I let the words sit between us, unpolished and complete, knowing that whatever she decided next would not be based on sentiment, but on alignment.

And that was exactly what I was waiting for.

"Alright then," she said, and I could tell from the way her posture eased slightly that my answer had landed the way it needed to.

She did not fully align with my values, not completely, not in the way people who shared backgrounds or instincts sometimes did, but she respected the fact that I had chosen myself over a situation I recognized as corrosive, and in her world, respect mattered more than agreement. She leaned back just enough to signal that the evaluation had shifted into something closer to mutual disclosure, and then she shared a little about herself.

"My situation could be said to be fairly similar. I had an extremely strict upbringing, so I know how it's like to want to prioritize yourself. I'm glad that I was able to end up seeing a successful young man though."

I smiled at that, genuinely, not because the praise mattered, but because she was offering a sliver of personal context without being prompted, something she did not do lightly. I already knew her story, every pivotal moment, every compromise and every hard-earned victory.

She smiled again, then said, "Level with me."

I nodded.

"How long do you think before your firm makes you a partner?"

I thought about it for a moment, and decided to be honest.
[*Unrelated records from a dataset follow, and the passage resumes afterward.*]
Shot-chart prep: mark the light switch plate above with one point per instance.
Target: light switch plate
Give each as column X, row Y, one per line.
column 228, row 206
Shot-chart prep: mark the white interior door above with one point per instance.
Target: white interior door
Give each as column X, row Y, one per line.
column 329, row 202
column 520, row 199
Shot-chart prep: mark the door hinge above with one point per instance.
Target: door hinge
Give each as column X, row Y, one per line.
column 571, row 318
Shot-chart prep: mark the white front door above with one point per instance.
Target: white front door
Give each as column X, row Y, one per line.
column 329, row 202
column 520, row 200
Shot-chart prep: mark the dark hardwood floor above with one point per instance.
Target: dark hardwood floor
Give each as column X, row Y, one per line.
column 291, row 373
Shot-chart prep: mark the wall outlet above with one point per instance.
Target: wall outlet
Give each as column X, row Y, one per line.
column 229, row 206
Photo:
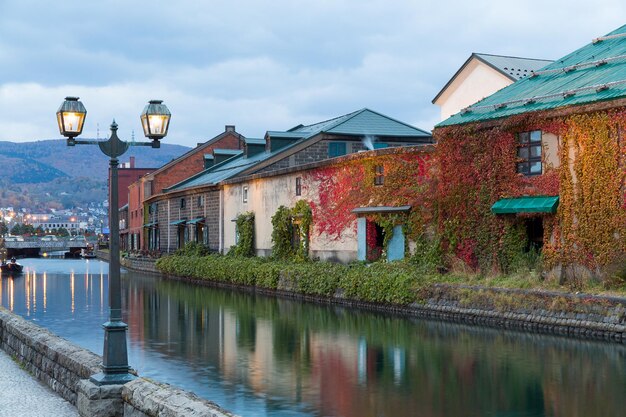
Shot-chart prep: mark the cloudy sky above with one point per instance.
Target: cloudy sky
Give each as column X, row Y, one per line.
column 262, row 65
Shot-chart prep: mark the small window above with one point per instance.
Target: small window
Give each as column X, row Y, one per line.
column 336, row 149
column 529, row 153
column 379, row 175
column 298, row 186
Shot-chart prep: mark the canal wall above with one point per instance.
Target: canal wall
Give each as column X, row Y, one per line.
column 562, row 313
column 135, row 263
column 66, row 368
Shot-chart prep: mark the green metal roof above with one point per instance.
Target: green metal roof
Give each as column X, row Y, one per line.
column 593, row 73
column 526, row 205
column 364, row 122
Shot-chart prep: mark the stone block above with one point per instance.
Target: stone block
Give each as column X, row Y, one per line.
column 99, row 401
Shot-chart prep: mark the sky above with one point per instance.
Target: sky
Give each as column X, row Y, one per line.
column 261, row 65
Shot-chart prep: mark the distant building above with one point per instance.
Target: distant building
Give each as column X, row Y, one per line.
column 544, row 156
column 480, row 76
column 127, row 174
column 201, row 209
column 188, row 164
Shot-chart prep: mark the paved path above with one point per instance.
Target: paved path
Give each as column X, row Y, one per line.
column 21, row 395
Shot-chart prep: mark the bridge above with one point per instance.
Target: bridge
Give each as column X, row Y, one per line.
column 36, row 246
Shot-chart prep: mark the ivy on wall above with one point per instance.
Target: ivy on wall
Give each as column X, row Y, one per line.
column 287, row 222
column 477, row 166
column 351, row 184
column 245, row 235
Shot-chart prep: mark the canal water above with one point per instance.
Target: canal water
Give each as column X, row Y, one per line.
column 261, row 356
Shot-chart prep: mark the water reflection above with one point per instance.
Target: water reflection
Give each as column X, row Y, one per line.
column 260, row 356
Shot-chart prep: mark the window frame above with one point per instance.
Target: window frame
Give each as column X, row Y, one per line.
column 298, row 186
column 526, row 142
column 379, row 175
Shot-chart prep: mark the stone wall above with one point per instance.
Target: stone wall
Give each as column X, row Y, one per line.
column 140, row 264
column 49, row 358
column 66, row 369
column 144, row 398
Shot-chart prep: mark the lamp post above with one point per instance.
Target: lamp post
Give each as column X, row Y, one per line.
column 155, row 121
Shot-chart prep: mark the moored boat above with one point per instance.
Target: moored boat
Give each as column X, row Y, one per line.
column 11, row 267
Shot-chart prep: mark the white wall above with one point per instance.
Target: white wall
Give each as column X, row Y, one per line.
column 477, row 81
column 264, row 197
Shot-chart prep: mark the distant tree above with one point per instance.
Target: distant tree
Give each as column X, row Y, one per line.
column 17, row 229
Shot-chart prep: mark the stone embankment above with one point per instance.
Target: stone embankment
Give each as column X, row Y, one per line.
column 569, row 314
column 65, row 368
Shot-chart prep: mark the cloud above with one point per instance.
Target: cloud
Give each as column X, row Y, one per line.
column 261, row 65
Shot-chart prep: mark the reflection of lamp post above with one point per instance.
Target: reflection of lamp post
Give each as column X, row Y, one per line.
column 155, row 121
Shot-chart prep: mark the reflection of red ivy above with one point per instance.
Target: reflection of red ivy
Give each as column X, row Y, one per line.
column 350, row 184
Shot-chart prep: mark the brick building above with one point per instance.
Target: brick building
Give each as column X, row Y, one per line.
column 141, row 215
column 193, row 209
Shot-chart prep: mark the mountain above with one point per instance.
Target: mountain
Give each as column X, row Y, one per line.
column 49, row 174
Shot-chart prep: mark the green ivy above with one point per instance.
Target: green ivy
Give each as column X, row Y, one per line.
column 282, row 230
column 193, row 249
column 245, row 231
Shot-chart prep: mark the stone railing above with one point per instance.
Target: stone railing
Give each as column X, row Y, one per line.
column 51, row 359
column 65, row 368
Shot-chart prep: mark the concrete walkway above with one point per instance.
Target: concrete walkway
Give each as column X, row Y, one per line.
column 21, row 395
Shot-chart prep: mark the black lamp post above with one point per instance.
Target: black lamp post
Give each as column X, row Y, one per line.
column 155, row 120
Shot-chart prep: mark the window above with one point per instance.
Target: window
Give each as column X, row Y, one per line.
column 298, row 185
column 529, row 153
column 336, row 149
column 379, row 175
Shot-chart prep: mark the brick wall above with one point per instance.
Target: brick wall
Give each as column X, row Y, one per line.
column 193, row 162
column 212, row 201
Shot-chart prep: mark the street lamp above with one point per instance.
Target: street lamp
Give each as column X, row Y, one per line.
column 155, row 120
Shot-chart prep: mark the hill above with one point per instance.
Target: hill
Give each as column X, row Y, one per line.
column 49, row 174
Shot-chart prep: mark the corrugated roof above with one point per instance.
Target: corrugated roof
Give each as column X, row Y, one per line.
column 364, row 122
column 514, row 67
column 582, row 77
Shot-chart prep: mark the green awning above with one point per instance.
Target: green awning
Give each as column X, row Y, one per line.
column 526, row 205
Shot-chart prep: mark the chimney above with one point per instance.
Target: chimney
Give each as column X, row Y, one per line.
column 254, row 147
column 209, row 161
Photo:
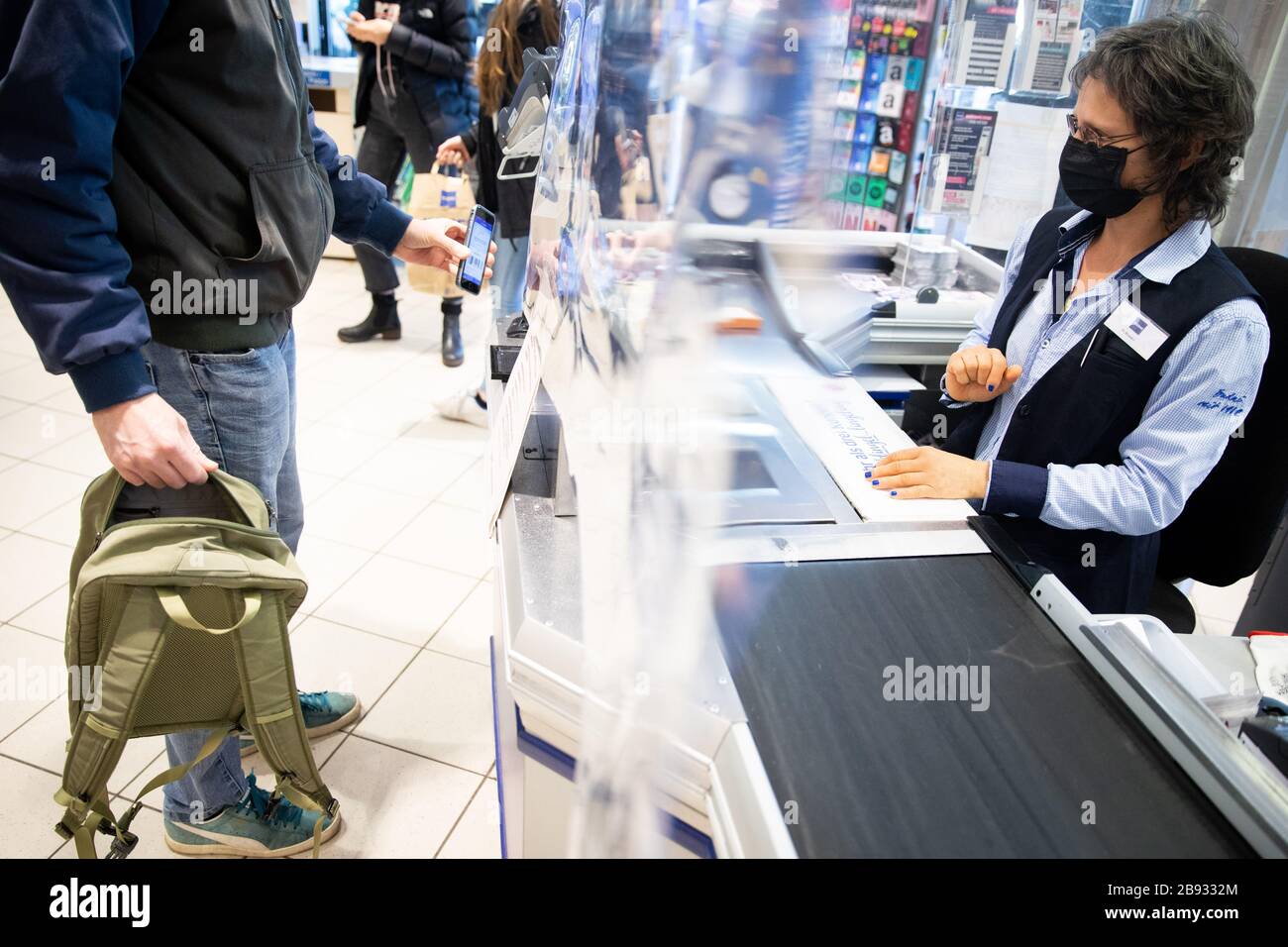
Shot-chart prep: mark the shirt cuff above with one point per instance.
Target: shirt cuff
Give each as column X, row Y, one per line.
column 1017, row 488
column 385, row 227
column 112, row 379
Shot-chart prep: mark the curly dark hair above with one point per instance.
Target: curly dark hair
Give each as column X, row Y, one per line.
column 1180, row 77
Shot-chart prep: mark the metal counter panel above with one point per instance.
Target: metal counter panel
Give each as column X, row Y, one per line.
column 807, row 646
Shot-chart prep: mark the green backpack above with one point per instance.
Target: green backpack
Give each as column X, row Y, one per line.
column 179, row 624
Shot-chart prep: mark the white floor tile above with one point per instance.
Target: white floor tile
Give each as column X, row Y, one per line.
column 29, row 491
column 31, row 382
column 378, row 412
column 327, row 565
column 468, row 633
column 450, row 436
column 47, row 617
column 397, row 598
column 439, row 707
column 30, row 570
column 469, row 489
column 65, row 399
column 35, row 429
column 313, row 484
column 81, row 454
column 412, row 468
column 33, row 676
column 335, row 451
column 60, row 525
column 336, row 657
column 361, row 515
column 478, row 834
column 27, row 810
column 9, row 361
column 393, row 804
column 447, row 538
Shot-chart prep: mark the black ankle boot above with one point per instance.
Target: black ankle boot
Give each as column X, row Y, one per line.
column 454, row 351
column 382, row 321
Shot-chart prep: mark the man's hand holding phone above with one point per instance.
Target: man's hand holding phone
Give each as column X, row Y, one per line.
column 438, row 243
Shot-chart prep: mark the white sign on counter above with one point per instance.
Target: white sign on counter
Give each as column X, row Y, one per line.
column 850, row 433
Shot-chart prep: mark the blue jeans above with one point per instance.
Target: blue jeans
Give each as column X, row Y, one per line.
column 240, row 407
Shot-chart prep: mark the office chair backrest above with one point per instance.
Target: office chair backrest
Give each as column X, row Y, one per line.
column 1227, row 527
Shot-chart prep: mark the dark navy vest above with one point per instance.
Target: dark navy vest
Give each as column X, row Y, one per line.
column 1086, row 403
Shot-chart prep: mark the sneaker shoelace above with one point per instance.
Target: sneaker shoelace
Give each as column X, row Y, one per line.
column 262, row 805
column 314, row 701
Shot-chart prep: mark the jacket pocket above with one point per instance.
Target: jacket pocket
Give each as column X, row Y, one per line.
column 294, row 218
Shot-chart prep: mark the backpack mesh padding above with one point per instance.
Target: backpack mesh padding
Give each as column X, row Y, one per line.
column 196, row 677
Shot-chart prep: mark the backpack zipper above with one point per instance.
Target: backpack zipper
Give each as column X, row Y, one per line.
column 194, row 521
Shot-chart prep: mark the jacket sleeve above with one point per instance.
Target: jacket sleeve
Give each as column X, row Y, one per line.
column 449, row 56
column 364, row 211
column 60, row 262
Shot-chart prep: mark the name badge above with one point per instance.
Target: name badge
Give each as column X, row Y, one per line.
column 1136, row 329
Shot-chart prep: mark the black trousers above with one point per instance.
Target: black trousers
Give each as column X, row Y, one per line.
column 393, row 132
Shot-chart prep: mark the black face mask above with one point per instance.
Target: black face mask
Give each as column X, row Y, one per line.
column 1091, row 178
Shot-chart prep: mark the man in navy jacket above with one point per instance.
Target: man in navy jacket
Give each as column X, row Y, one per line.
column 165, row 198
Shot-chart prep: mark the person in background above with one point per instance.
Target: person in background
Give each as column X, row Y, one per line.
column 412, row 94
column 1125, row 348
column 518, row 25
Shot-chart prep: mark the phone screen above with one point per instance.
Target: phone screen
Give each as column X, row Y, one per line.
column 478, row 241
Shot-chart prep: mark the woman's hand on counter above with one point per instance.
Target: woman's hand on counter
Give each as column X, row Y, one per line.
column 452, row 153
column 437, row 243
column 979, row 373
column 927, row 474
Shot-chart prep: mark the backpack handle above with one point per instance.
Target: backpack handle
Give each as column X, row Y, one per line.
column 174, row 607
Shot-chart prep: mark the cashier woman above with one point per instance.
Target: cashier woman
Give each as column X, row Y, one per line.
column 1125, row 348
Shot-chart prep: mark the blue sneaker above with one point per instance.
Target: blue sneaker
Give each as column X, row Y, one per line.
column 257, row 827
column 323, row 711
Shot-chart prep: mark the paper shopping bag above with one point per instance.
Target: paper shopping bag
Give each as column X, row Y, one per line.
column 438, row 195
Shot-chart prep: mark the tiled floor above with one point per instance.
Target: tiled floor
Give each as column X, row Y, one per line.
column 399, row 600
column 399, row 583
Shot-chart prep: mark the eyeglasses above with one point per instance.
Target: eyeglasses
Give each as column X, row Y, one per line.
column 1093, row 138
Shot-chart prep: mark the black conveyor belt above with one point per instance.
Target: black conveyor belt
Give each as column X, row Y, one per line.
column 807, row 646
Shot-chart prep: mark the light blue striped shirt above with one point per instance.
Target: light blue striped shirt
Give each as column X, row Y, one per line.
column 1206, row 386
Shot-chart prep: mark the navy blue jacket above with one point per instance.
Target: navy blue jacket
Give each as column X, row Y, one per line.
column 63, row 65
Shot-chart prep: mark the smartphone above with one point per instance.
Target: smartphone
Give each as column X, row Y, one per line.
column 478, row 241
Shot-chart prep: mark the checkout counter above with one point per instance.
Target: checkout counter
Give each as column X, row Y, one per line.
column 804, row 733
column 725, row 635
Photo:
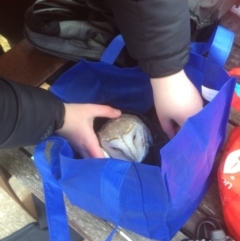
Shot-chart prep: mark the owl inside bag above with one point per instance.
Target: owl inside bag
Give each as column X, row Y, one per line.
column 229, row 183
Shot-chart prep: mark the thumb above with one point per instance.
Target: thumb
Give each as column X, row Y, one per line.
column 167, row 127
column 105, row 111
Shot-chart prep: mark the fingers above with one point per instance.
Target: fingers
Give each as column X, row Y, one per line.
column 103, row 111
column 167, row 127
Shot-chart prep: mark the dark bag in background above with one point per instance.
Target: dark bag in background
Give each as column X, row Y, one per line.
column 68, row 29
column 205, row 16
column 77, row 29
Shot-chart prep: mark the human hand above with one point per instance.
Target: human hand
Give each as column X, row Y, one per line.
column 78, row 127
column 176, row 99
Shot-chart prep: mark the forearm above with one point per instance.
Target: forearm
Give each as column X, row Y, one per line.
column 28, row 114
column 156, row 33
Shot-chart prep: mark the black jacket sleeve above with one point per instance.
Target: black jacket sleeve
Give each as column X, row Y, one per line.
column 27, row 114
column 156, row 33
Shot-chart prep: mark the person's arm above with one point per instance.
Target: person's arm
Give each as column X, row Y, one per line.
column 30, row 114
column 157, row 34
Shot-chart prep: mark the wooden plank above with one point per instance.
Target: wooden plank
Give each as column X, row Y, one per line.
column 232, row 21
column 27, row 65
column 89, row 226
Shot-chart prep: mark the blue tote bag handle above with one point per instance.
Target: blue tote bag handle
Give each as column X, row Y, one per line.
column 54, row 201
column 113, row 50
column 55, row 207
column 218, row 47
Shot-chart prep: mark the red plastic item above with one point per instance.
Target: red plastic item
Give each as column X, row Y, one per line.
column 236, row 99
column 229, row 183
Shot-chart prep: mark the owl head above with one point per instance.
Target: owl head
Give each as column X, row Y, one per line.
column 126, row 138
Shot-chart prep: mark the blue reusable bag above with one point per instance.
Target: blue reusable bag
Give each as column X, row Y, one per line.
column 153, row 201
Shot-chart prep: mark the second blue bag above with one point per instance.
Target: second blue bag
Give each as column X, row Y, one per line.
column 153, row 201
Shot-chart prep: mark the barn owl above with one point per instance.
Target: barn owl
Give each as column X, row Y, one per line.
column 126, row 138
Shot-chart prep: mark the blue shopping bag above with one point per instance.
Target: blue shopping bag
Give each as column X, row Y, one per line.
column 153, row 201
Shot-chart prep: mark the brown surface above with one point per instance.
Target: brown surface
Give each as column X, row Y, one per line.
column 26, row 64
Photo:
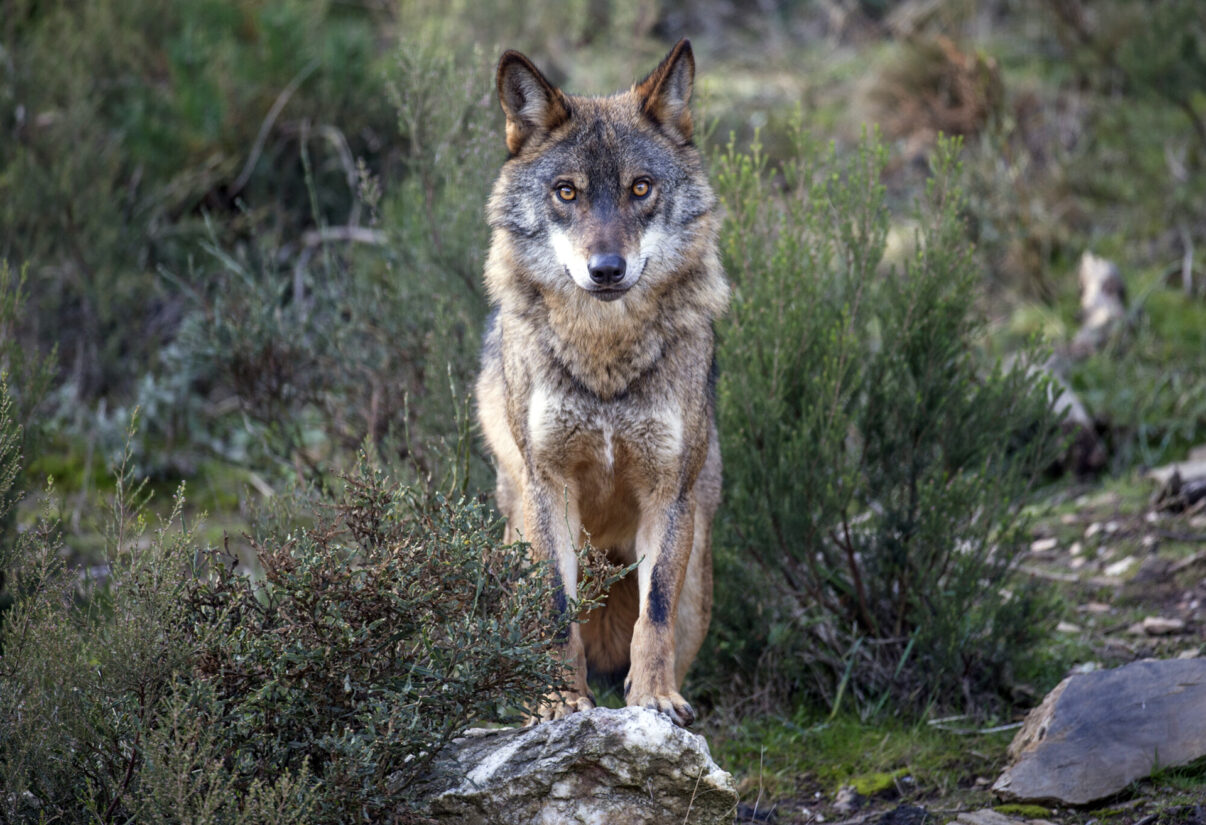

"From what I hear, the firm takes tradition very seriously," I said evenly. "They already broke it by making me the youngest Senior Associate ever. Usually it takes five years at the minimum, I became one in four, at the young age of twenty-seven. But from what I hear, they don't intend to make me a partner for at least another three to four years."

It was not a good negotiation tactic, not on paper, not in any playbook I had ever read, because exaggeration would have strengthened my leverage, and claiming an imminent promotion might have forced her hand. But from the way Jessica Pearson observed people, from the way her questions were framed and timed, I knew that honesty was the sharper tool here.

She seemed satisfied, not surprised, and from the subtle shift in her expression, I could tell she had already verified most of what I said independently, understood the internal politics of RKZ, and knew exactly how long someone like me would realistically be kept waiting.

Then she said it.

"Come to Pearson Hardman, and I guarantee, within six months, maybe a year, you will be a Junior partner."

I felt the satisfaction settle in quietly, because I understood what that promise really meant. Six months if I proved myself beyond doubt, a year if I merely confirmed her expectations, and nothing at all if I failed to justify the gamble. It was not generosity, it was a challenge, and one I was more than willing to accept.

I would still be the youngest partner in Pearson Hardman history.

That alone was worth the move.

"We can get to salary negotiations later," she said, raising her wine glass slightly. "How about now a toast to a future Junior Partner at Pearson Hardman."

I mirrored the gesture without hesitation. "To Pearson Hardman."

The glass met mine softly, the sound understated but decisive, and as I leaned back in my chair, I knew this was not a leap of faith, but a calculated step forward, one more alignment between preparation and opportunity.

This was another step in the right direction in my life.